John Welch blogged about the TTAB’s decision to sustain the opposition to registration of the mark THE HOUSE THAT JUICE BUILT (and a related design mark) for various baseball related items. The Board found that both marks were likely to cause dilution-by-blurring of the Yankee’s registered mark THE HOUSE THAT RUTH BUILT. (Yankee haters can draw their own conclusions about parody, while Yankee fans may complain about tarnishment—“juice” being slang for “steroids.”)

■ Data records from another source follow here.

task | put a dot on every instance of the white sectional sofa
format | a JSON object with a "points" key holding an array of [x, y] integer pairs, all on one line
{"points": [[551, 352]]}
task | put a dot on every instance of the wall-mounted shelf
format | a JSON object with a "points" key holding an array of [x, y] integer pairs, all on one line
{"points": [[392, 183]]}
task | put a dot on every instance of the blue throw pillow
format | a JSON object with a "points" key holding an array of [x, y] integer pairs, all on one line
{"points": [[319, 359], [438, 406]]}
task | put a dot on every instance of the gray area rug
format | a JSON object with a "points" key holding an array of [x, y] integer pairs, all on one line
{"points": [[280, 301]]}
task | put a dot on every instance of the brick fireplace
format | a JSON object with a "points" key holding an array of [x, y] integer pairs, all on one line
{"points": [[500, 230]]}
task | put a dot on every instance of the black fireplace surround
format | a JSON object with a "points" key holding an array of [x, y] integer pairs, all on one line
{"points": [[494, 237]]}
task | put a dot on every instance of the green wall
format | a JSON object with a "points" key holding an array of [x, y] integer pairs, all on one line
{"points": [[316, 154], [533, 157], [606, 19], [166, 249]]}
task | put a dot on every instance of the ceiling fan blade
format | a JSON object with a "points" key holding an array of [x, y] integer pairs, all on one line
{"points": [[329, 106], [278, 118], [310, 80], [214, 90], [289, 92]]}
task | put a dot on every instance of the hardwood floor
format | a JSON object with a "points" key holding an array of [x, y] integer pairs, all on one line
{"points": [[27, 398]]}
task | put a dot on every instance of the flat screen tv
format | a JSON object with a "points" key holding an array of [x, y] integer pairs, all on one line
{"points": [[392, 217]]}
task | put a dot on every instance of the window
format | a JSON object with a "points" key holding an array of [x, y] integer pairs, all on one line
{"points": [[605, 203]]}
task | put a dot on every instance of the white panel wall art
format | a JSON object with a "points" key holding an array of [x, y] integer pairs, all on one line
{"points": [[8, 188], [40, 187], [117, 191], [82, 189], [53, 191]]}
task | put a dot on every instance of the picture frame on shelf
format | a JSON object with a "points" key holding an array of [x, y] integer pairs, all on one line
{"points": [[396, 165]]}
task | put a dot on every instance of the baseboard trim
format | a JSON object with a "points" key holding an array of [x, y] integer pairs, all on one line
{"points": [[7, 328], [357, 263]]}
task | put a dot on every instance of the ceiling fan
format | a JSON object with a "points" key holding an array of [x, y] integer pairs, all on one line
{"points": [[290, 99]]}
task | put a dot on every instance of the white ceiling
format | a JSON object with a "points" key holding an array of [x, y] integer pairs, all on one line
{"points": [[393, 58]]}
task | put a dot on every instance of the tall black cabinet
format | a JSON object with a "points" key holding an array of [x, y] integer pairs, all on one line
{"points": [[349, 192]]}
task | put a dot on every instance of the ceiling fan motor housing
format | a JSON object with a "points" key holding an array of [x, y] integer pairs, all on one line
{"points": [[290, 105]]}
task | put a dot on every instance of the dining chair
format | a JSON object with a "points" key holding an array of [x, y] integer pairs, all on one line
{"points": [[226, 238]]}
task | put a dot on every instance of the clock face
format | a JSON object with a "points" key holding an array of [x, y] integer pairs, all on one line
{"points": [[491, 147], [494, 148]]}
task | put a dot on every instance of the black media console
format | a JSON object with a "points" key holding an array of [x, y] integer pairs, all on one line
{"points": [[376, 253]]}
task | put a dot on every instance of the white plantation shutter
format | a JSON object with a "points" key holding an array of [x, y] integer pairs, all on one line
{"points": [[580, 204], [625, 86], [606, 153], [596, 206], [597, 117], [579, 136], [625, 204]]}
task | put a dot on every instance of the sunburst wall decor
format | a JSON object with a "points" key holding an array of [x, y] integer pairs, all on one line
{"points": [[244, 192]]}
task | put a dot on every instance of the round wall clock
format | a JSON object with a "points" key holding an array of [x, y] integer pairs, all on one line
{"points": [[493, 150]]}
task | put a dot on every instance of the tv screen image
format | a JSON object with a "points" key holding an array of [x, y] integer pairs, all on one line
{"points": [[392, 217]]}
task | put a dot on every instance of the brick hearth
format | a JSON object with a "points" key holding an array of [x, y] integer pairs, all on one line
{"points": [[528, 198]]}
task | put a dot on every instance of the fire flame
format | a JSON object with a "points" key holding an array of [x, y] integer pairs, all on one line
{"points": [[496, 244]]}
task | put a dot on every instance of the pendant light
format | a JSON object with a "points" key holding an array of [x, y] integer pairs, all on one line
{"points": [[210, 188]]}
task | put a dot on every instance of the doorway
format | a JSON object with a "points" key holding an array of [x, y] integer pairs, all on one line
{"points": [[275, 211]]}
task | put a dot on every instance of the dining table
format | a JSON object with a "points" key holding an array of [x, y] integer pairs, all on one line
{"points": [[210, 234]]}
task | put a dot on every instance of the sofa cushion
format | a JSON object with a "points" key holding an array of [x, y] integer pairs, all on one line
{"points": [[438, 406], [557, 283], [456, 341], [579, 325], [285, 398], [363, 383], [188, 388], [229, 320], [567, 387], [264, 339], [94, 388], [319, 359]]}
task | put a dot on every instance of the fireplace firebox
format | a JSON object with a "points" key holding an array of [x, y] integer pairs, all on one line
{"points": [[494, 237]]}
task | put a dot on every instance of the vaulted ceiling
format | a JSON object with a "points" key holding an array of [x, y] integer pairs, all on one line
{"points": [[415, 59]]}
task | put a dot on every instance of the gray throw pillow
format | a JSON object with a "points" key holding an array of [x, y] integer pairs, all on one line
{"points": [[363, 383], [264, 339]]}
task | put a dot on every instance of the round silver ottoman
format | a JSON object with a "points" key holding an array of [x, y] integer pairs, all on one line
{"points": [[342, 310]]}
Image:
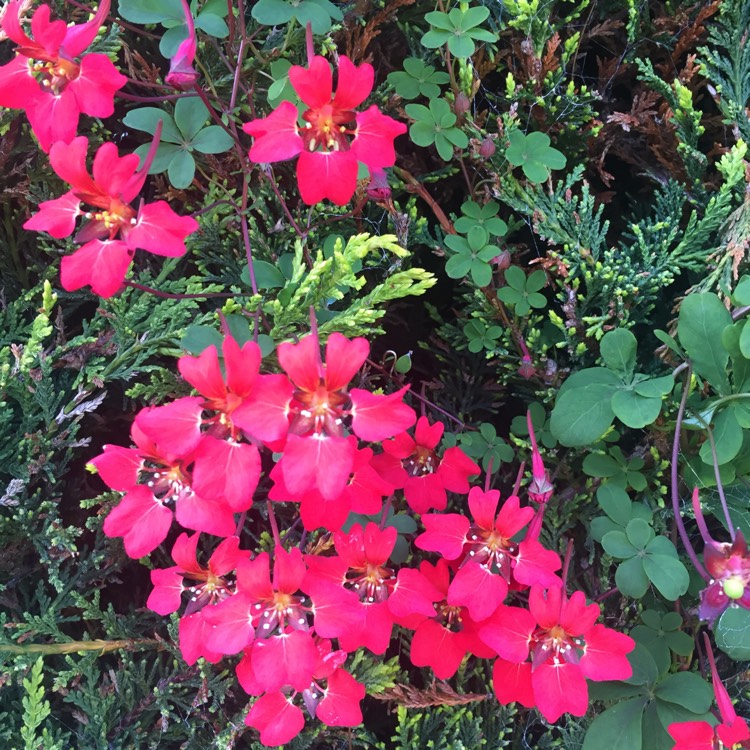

A key component of any dilution claim is that the mark is “famous.” According to the statute language (The Trademark Dilution Revision Act) the mark must be “widely recognized” by the general consuming public of the United States. Is THE HOUSE THAT RUTH BUILT (referring to Yankee Stadium) widely recognized by the general consuming public of the United States? Not just baseball fans, but a large proportion everyone in the U.S.? McCarthy has proposed that, if fame is to be measured by a survey, the “minimum threshold survey response should be in the range of 75% of the general consuming public.” 1
While we haven’t done the survey, I would be surprised if that phrase were recognized by even a majority of the population. Or even by a majority of the people who consider themselves baseball fans. But the proponents didn’t present any survey evidence to counter the notion that the Yankee’s mark was famous. Here’s another situation in which a relatively simple and inexpensive (yes, surveys can be inexpensive) could have given the proponents of the mark a chance to prevail. But without any evidence of lack of widespread recognition, they were out at first base.